Reservoir characterization and geoexchange system design to feed an innovative CO2 heat pump
Client: Nuovo Pignone, GE
Location: Balanzano (Perugia), Italy
The objective of this study was to evaluate the possibility of using a geoexchange system to satisfy the thermal energy demand for heating using a transcritical cycle heat pump (carbon dioxide as refrigerant), included in a natural gas reducing station.
- Technical feasibility of geoexchange systems connected to a transcritical heat pump (innovative application)
- Optimization of the system in different functioning conditions:
- Only heat extraction (to feed the heat pump)
- Heat extraction and re-injection (heat received from gas reducing station).

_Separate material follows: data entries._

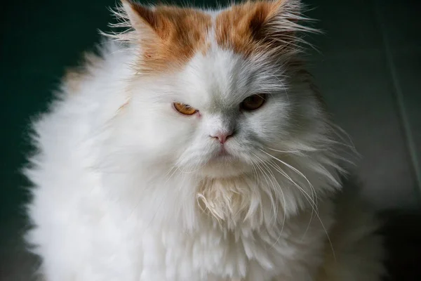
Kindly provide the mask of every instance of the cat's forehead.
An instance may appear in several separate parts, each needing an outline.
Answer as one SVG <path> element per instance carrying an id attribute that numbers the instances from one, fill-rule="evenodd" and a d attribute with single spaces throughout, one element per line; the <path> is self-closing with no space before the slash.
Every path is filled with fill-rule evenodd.
<path id="1" fill-rule="evenodd" d="M 282 0 L 248 1 L 203 11 L 166 6 L 147 8 L 132 3 L 126 10 L 142 37 L 140 69 L 144 73 L 173 71 L 215 47 L 244 58 L 285 52 L 283 47 L 288 44 L 274 28 L 284 4 Z"/>
<path id="2" fill-rule="evenodd" d="M 247 96 L 279 91 L 283 86 L 281 73 L 281 67 L 263 65 L 211 44 L 177 73 L 177 92 L 182 101 L 195 106 L 230 107 Z"/>

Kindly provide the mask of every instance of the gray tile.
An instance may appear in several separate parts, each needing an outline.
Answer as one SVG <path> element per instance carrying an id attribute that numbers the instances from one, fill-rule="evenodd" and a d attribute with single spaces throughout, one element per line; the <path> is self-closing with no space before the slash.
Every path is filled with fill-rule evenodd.
<path id="1" fill-rule="evenodd" d="M 316 59 L 316 58 L 315 58 Z M 415 208 L 415 181 L 385 55 L 360 51 L 319 57 L 313 73 L 335 120 L 363 158 L 356 173 L 377 208 Z"/>

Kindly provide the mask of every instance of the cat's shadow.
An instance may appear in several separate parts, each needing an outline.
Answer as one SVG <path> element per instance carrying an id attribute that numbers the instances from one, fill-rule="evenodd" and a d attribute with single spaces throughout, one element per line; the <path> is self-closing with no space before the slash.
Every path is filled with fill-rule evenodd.
<path id="1" fill-rule="evenodd" d="M 381 216 L 389 274 L 385 280 L 421 280 L 421 211 L 389 210 Z"/>

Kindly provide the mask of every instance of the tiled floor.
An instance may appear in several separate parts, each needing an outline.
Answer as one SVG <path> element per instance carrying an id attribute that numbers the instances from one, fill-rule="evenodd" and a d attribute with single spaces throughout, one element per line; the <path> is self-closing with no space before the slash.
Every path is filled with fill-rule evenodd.
<path id="1" fill-rule="evenodd" d="M 420 208 L 421 2 L 306 2 L 316 8 L 308 13 L 319 20 L 316 27 L 326 32 L 311 39 L 321 51 L 311 53 L 313 73 L 335 120 L 362 155 L 356 173 L 364 194 L 381 209 Z M 105 7 L 114 3 L 20 0 L 1 4 L 1 280 L 26 280 L 11 275 L 22 270 L 15 270 L 10 261 L 20 256 L 11 249 L 16 247 L 21 204 L 27 197 L 18 169 L 29 151 L 25 133 L 29 117 L 46 108 L 64 67 L 74 65 L 80 53 L 92 46 L 98 28 L 106 28 L 111 18 Z"/>

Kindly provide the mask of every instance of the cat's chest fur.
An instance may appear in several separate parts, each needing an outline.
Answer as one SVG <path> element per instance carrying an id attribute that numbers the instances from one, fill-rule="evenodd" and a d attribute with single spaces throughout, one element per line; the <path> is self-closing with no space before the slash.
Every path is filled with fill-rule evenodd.
<path id="1" fill-rule="evenodd" d="M 125 280 L 136 281 L 269 281 L 278 280 L 272 279 L 275 277 L 289 280 L 288 276 L 301 281 L 311 280 L 309 276 L 322 262 L 326 233 L 316 218 L 312 219 L 311 212 L 293 216 L 286 222 L 281 218 L 271 218 L 267 222 L 264 216 L 268 214 L 264 212 L 270 210 L 261 210 L 262 213 L 256 211 L 250 215 L 253 220 L 245 219 L 250 215 L 247 211 L 250 206 L 242 205 L 243 199 L 239 197 L 236 188 L 253 188 L 246 181 L 218 181 L 206 187 L 231 190 L 232 194 L 224 196 L 232 206 L 238 204 L 236 213 L 233 213 L 238 214 L 238 218 L 222 216 L 224 202 L 213 201 L 209 194 L 216 192 L 220 198 L 220 190 L 200 190 L 197 186 L 191 188 L 199 188 L 198 195 L 203 197 L 197 196 L 198 200 L 184 200 L 183 204 L 179 202 L 178 207 L 168 212 L 167 208 L 182 198 L 182 195 L 177 196 L 171 190 L 178 190 L 177 184 L 186 184 L 178 183 L 176 177 L 173 180 L 156 183 L 161 186 L 154 190 L 167 190 L 168 194 L 159 197 L 151 191 L 138 199 L 137 208 L 131 203 L 123 207 L 121 201 L 112 200 L 103 210 L 104 217 L 98 222 L 100 227 L 93 226 L 93 231 L 103 229 L 100 238 L 98 234 L 93 235 L 98 248 L 93 251 L 102 253 L 99 258 L 102 262 L 98 266 L 112 267 L 104 266 L 115 259 L 118 261 L 112 266 L 116 268 L 116 264 L 119 264 L 121 274 L 130 275 Z M 221 217 L 213 217 L 206 206 L 201 206 L 203 198 L 208 199 L 210 207 L 219 208 Z M 235 200 L 238 202 L 233 202 Z M 189 211 L 192 214 L 186 214 Z M 327 214 L 328 210 L 321 208 L 319 215 L 323 213 Z M 273 210 L 271 214 L 274 215 Z M 186 225 L 186 220 L 194 223 Z M 328 226 L 329 222 L 326 223 Z M 105 251 L 107 248 L 108 253 Z"/>

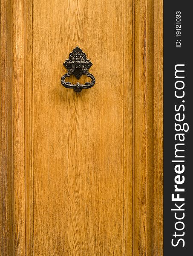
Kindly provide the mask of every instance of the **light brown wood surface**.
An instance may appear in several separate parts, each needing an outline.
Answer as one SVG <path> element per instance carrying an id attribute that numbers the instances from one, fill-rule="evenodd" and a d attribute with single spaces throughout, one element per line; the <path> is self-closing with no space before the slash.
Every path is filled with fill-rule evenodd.
<path id="1" fill-rule="evenodd" d="M 1 256 L 163 255 L 162 4 L 1 1 Z"/>

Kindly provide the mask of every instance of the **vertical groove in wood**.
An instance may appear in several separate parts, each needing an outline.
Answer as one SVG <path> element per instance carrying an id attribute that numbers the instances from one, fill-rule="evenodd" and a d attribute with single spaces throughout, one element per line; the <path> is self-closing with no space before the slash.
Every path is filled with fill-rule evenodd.
<path id="1" fill-rule="evenodd" d="M 163 0 L 153 6 L 153 256 L 163 255 Z"/>
<path id="2" fill-rule="evenodd" d="M 147 255 L 153 256 L 153 176 L 154 159 L 153 157 L 153 0 L 147 0 L 146 4 L 146 243 Z"/>
<path id="3" fill-rule="evenodd" d="M 14 256 L 26 254 L 23 3 L 13 2 L 12 87 Z"/>
<path id="4" fill-rule="evenodd" d="M 123 250 L 133 253 L 133 0 L 123 1 Z"/>
<path id="5" fill-rule="evenodd" d="M 0 255 L 13 253 L 12 156 L 12 1 L 0 1 Z"/>
<path id="6" fill-rule="evenodd" d="M 153 2 L 135 0 L 133 102 L 133 255 L 153 255 Z"/>
<path id="7" fill-rule="evenodd" d="M 26 255 L 34 255 L 33 151 L 33 3 L 25 2 L 24 18 Z"/>

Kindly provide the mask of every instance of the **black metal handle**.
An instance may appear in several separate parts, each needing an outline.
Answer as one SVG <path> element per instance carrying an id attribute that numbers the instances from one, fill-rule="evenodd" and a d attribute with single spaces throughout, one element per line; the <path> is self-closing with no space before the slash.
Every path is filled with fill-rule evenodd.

Coupling of geoexchanger and innovative transcritical cycle heat pump
- Geological and hydrogeological site characterization;
- Geostatistical model of the thermal conductivity of the geothermal reservoir (using GeoMS);
- Identification of the possible geoexchange systems and design of the geothermal field;
- Thermal flow simulation of the geoexchange system (using FEFLOW);
- Sensitivity analysis of the design hypothesis and of the examined options.
Operating mode: heating
Thermal power at the evaporator: 332 kW
Fluid flow rate 62 m3/h
Geoexchange system inlet temperature 3°C
Geoexchange system outlet temperature 8°C
Closed loop geoexchange system consisting of 200 geothermal probes of 150 m depth, spaced 6 m one from the other.
The numerical simulation showed that the required inlet temperature of the heat pump (>= 3°C) cannot be provided during the whole functioning period.
Therefore, it was studied the alternative of a summer recharge of the ground, by injecting the residual heat of the reducing station. Such solution can lead to an increase of 0.5 ºC in the ground surrounding the heat exchanger, assuring the functioning of the heat pump for the entire winter season.